Well, that brought the silence again. Finally, a scathe member from Florida stood up. “I saw a big black cat last week, but I just thought it was cool. I grew up not far from here, and there were always rumors that there were bobcats and black panthers in this area. I just thought maybe it was one of them, venturing out of the woods because there are so few people around here now.”
“Where was it?” Aidan asked. “What was it doing?”
“It was kind of funny, because it was slinking out of that greenhouse that you used to keep over by your house on Mill Trace—not far from the collapsed end of the clinic.”
Yeah, Cage knew exactly where it was. That greenhouse had a door into a tunnel that led to the suite of rooms beneath the clinic itself. The tunnel had collapsed after he’d used it to help Melissa escape Matthias earlier this summer, but it was possible someone could’ve dug enough debris out to stay in one of the rooms. There was no electricity, but portable lighting was easy to buy.
“Thanks, Joy,” Aidan said. “Anyone else?”
While a discussion about the size and coloring of jaguars ensued, Cage saw Aidan look over at Mirren and give a slight nod. Then the big guy crooked a finger at Cage and walked outside.
Good. Cage was tired of talking, and it looked like a trip to the tunnel was in his future. On his way out, he looked back and expected to find Robin watching him. She wasn’t, and that annoyed him more than it should have.
It took Mirren and Cage ten minutes to walk to the old neighborhood on Trace Way, stopping at the comm-house first to get a couple of high-powered flashlights. Before all the shit began with Matthias Ludlam’s first attack on Penton last January, Aidan had lived here near the end of a cul-de-sac, with Mark and Melissa next door. Now, both houses lay in burned rubble and ruin, but the glass greenhouse that stretched from the house to the edge of Aidan’s property remained intact.

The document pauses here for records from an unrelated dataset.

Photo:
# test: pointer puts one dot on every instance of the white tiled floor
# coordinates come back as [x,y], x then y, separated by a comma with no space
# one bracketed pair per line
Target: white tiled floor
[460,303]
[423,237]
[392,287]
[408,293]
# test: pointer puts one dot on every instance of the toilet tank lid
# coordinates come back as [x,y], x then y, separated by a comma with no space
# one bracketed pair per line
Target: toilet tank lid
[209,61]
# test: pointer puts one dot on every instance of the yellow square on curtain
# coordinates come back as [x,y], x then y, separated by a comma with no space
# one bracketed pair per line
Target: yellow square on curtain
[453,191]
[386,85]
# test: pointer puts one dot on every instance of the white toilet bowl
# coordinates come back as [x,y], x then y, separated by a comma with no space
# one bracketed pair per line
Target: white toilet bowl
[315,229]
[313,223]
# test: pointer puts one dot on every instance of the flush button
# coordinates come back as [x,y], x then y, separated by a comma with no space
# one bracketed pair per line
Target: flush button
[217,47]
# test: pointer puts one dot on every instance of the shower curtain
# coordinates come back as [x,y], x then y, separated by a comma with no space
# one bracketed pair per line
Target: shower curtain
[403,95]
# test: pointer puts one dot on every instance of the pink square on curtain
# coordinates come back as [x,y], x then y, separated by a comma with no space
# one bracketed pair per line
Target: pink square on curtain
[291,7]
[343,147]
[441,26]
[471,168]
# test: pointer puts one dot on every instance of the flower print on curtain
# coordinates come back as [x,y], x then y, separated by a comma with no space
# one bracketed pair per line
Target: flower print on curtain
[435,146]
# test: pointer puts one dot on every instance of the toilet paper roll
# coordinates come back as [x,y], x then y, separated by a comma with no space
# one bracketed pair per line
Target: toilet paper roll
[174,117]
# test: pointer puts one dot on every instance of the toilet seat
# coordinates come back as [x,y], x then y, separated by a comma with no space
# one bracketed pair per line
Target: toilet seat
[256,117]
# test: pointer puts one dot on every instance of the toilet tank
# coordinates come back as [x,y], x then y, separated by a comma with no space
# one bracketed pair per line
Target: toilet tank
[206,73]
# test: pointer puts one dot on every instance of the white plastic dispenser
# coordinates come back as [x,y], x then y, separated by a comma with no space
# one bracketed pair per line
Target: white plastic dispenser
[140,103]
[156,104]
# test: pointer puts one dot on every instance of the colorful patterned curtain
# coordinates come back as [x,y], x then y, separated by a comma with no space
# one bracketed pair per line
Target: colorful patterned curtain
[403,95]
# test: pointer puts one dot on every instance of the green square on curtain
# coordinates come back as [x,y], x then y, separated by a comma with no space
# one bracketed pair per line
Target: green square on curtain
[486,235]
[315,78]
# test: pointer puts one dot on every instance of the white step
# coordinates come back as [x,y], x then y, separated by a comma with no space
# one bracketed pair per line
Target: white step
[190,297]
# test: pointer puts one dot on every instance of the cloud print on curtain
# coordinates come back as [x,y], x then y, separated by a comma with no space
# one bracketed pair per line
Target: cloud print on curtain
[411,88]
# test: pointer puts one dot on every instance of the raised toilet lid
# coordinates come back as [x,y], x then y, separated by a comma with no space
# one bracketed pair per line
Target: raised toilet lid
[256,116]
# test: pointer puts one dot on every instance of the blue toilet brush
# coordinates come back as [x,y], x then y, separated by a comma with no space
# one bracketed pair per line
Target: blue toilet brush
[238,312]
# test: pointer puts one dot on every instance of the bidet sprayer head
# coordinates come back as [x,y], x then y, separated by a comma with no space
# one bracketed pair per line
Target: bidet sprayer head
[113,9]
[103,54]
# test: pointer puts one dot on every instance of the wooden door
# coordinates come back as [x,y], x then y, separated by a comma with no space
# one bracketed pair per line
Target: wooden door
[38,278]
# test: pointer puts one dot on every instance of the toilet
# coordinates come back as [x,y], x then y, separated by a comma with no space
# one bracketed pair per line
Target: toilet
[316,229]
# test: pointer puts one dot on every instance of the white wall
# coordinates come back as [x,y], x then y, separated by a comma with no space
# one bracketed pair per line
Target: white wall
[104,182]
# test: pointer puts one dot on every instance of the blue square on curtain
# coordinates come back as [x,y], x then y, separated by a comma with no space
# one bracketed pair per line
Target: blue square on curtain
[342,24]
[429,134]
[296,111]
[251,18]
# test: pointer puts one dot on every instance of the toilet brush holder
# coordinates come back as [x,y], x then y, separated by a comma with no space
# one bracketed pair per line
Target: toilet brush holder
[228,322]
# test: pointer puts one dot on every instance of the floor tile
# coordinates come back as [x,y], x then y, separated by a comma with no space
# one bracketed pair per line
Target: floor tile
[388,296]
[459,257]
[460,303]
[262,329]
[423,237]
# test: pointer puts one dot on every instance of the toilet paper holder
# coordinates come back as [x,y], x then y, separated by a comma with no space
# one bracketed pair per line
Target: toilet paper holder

The plants inside should by all rights have been dead, but a few hardy green ones dotted the greenhouse shelves.
“The tunnel was still clear up through that first suite last time I was in here,” Mirren said, walking toward the back corner where the trapdoor lay beneath a layer of artificial turf and a pile of flowerpots. “I was with Glory, and it was just before Matthias had his big show downtown that sent us into the Omega facility. So you’ve been here since then—is that part still open?”
“I’m not sure.” The steel-framed room at the foot of the ladder had still been clear, and he tried to remember whether or not the cave-in had blocked the tunnel altogether. The memories were fuzzy, though. He’d been shot, trying to get Melissa to safety, and had been pretty certain he was about to die.
They shone their flashlights over the stuff piled on top of the trapdoor. “If it’s been moved recently, whoever moved it did a good job of camouflaging it.” Cage knelt and studied the edges of the turf. The dirt around it didn’t look as if it had been disturbed, but it wouldn’t be that hard to lift the whole thing up—especially for a shape-shifter.
“So, in your
dealings
with Robin, did you ever get around to asking her if she could, I don’t know, smell another shifter?” Mirren began studying the dirt floor of the greenhouse, probably looking for footprints—or paw prints. “I mean if she ran into Mr. Coyote or Mr. Jaguar in human form, would she know?”
That had been one of the few coherent conversations he and Robin
had
managed to work into their busy evening. “In my
dealings
with Robin, we did talk about that. She says sometimes yes, sometimes no. I think it’s like us with other vampires. An older, savvier vamp can scent out another vamp whereas a younger one, or one who’s too self-absorbed to pay attention to what’s around him? Probably not.”
“That’s a fucking lot of help.” Mirren walked to the corner and pulled the turf mat aside, revealing the trapdoor. He pulled a small ring of keys from his pocket but pulled on the door’s metal ring before trying any of them. The hatch top lifted off easily.